Debate between Frederick Copleston and Bertrand Russell

The Copleston–Russell debate is an exchange concerning the existence of God between Frederick Copleston and Bertrand Russell broadcast on the BBC Third Programme on 28 January 1948 and again in April 1959. The debate centers on two points: the metaphysical and moral arguments for the existence of God. According to Graham Oppy and Nick Trakakis, the arguments used in this debate would typify the arguments presented by theists and atheists in the latter half of the 20th century, with Russell's approach often being used by atheists in the late 20th century.

A text of the broadcast solicited by Michael Polanyi appeared in the final Autumn 1948 issue of the short-lived Humanitas, A University Quarterly journal. This was reprinted in the British edition of Russell's Why I Am Not A Christian and Other Essays on Religion and Related Subjects (1957) and in numerous anthologies since.

==Overview==
In the 1948 BBC Radio Debate between Bertrand Russell and Frederick Copleston, Copleston's position was that God's existence could be proven philosophically. Russell's position was that of an agnostic (in the sense in which both he and Copleston understood the term) as he thought that the non-existence of God could not be proven. Whether Russell was an agnostic or atheist is a question he had previously addressed in 1947. Speaking with fellow philosophers, he had said, he would identify himself as agnostic. But to "the ordinary man in the street" he would identify himself as an atheist as he thought the Christian God no more likely to exist than gods of Ancient Greece and he thought neither "sufficiently probable to be worth serious consideration".

Copleston argued that the existence of God can be proved from contingency, and thought that only the existence of God would make sense of human's moral and religious experience:

First, that the existence of God can be philosophically proved by a metaphysical argument; secondly, that it is only the existence of God that will make sense of man's moral experience and of religious experience. [...] As regards the metaphysical argument, we are apparently in agreement that what we call the world consists simply of contingent beings. That is, of beings no one of which can account for its own existence. You say that the series of events needs no explanation: I say that if there were no necessary being, no being which must exist and cannot not-exist, nothing would exist. The infinity of the series of contingent beings, even if proved, would be irrelevant. Something does exist; therefore, there must be something which accounts for this fact, a being which is outside the series of contingent beings. If you had admitted this, we could then have discussed whether that being is personal, good, and so on. [...] the problem of God's existence is an existential problem whereas logical analysis does not deal directly with problems of existence.

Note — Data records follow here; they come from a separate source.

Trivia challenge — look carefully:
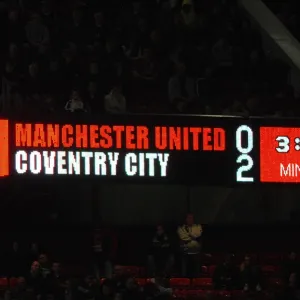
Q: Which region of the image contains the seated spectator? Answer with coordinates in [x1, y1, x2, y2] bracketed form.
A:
[26, 242, 40, 268]
[239, 255, 262, 292]
[280, 273, 300, 300]
[122, 278, 142, 300]
[25, 13, 50, 49]
[168, 62, 197, 112]
[27, 261, 42, 295]
[213, 254, 238, 290]
[104, 83, 126, 114]
[177, 213, 202, 277]
[147, 225, 174, 277]
[282, 251, 300, 284]
[78, 276, 100, 300]
[86, 81, 104, 113]
[212, 36, 233, 66]
[65, 90, 89, 112]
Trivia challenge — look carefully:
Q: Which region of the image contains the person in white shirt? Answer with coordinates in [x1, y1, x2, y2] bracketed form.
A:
[178, 213, 203, 277]
[104, 84, 126, 114]
[65, 90, 87, 112]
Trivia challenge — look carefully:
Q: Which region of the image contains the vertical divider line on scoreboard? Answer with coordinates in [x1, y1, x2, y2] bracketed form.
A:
[0, 119, 9, 177]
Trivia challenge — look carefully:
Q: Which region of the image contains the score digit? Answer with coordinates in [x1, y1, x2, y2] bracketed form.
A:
[236, 125, 254, 182]
[275, 136, 290, 153]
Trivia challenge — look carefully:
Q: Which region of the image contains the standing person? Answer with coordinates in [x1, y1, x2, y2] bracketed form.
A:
[177, 214, 202, 277]
[147, 225, 174, 277]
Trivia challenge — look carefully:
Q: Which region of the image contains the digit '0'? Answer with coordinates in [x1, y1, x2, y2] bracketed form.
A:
[236, 125, 253, 154]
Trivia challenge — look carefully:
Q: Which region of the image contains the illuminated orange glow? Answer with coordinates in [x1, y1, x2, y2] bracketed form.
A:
[0, 119, 9, 177]
[14, 123, 150, 150]
[14, 123, 226, 151]
[155, 127, 226, 151]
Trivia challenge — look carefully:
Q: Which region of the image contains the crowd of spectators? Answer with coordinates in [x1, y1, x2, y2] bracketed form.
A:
[1, 214, 300, 300]
[0, 0, 297, 117]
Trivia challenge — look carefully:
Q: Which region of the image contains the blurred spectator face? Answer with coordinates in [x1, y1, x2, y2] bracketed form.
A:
[186, 214, 194, 226]
[72, 10, 82, 24]
[52, 262, 60, 273]
[71, 90, 81, 101]
[289, 252, 297, 260]
[112, 85, 122, 94]
[182, 4, 192, 13]
[29, 63, 39, 77]
[13, 241, 19, 251]
[31, 242, 39, 252]
[8, 10, 18, 22]
[31, 261, 40, 272]
[94, 12, 104, 25]
[9, 44, 18, 58]
[126, 278, 137, 291]
[244, 255, 251, 266]
[85, 276, 93, 286]
[156, 225, 164, 236]
[39, 254, 48, 265]
[17, 277, 26, 288]
[88, 82, 97, 94]
[89, 62, 99, 75]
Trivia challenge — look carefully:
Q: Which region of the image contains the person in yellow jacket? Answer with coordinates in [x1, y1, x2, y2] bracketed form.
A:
[177, 213, 203, 277]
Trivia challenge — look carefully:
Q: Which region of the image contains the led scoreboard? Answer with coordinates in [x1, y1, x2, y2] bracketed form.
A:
[1, 114, 300, 185]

Russell however found both arguments unconvincing. He contended that Copleston's argument from contingency is a fallacy, and that there are better explanations for our moral and religious experience:

First, as to the metaphysical argument: I don't admit the connotations of such a term as "contingent" or the possibility of explanation in Father Copleston's sense. I think the word "contingent" inevitably suggests the possibility of something that wouldn't have this what you might call accidental character of just being there, and I don't think is true except in the purely causal sense. You can sometimes give a causal explanation of one thing as being the effect of something else, but that is merely referring one thing to another thing and there's no—to my mind—explanation in Father Copleston's sense of anything at all, nor is there any meaning in calling things "contingent" because there isn't anything else they could be. [...] I cannot attribute a Divine origin to this sense of moral obligation, which I think is quite easily accounted for in quite other ways.